Shafer shut his eyes. “Well, that will be your chance to hurt me back, darling.”
She shook her head and frowned. “You know I wouldn’t do that. Oh, Geoff, why didn’t you at least call? You’re such a bastard.”
Shafer hung his head, the repentant bad boy. “You know how close I was to the edge before all this happened. Now it’s worse. Do you expect me to act like a responsible adult?”
She gave a wry smile. He saw a book on the hallway table behind her: Man and His Symbols. Carl Jung. How fitting. “No, I suppose not, Geoff. What do you want? Drugs?”
“I need you. I want to hold you, Boo. That’s all.”
That night, she gave him what he wanted. They made love like animals on the gray velvet love seat she used for her clients, then on the JFK-style rocking chair where she always sat during sessions. He took her body—and her soul.
Then she gave him drugs—antidepressants, painkillers, most of her samples. Boo was still able to get the samples from her ex, a psychiatrist. Shafer didn’t know what their relationship was, and frankly, he didn’t care. He swallowed some Librium and shot up Vicodin at her place.

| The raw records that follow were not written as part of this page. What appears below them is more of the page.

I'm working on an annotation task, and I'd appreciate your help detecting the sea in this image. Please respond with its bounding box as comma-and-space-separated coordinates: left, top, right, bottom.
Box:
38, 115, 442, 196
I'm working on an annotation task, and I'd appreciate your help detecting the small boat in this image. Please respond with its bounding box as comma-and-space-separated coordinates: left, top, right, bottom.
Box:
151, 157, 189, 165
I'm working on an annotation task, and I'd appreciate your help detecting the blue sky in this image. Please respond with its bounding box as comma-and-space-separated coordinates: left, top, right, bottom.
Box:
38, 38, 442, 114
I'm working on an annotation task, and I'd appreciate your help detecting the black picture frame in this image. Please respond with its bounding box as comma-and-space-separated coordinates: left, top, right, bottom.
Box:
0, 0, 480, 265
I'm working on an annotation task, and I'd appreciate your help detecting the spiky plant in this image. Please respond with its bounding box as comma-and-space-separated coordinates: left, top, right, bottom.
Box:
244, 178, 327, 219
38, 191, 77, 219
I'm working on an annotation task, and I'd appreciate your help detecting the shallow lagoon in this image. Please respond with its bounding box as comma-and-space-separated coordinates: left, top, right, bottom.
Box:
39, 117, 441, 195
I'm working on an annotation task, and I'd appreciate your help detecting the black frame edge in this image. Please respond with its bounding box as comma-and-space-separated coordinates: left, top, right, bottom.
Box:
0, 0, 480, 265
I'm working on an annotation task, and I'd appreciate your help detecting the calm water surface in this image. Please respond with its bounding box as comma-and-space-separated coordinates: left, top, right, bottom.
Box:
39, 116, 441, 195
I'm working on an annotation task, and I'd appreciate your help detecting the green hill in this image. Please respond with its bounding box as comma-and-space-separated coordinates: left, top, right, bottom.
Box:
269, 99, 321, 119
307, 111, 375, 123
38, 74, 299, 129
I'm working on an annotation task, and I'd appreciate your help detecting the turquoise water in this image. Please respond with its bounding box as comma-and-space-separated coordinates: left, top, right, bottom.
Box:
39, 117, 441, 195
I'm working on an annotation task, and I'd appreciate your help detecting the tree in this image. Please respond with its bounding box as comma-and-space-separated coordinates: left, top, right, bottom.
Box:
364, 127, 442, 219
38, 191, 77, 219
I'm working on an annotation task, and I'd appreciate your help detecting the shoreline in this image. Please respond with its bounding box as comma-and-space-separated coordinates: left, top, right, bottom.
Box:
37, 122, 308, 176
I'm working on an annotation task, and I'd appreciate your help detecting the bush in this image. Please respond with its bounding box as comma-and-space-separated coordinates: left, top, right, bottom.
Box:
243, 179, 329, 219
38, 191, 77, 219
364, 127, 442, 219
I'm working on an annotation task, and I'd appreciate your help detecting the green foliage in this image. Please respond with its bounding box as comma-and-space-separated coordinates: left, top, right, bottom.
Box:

Then he took Boo again, both of them naked and sweating and frenzied on the kitchen counter. The butcher block, he thought.
He left her place around eleven. He realized he was feeling worse than before he’d gone there. But he knew what he was going to do. He’d known before he went to Boo’s. It would explode their little minds. Everyone’s. The press. The jury.
Now for Act Three.
Chapter 87
AT A LITTLE PAST MIDNIGHT, I got an emergency call that blew off the top of my head. Within minutes I had the old Porsche
up close to ninety on Rock Creek Parkway, the siren screaming at the night, or maybe at Geoffrey Shafer.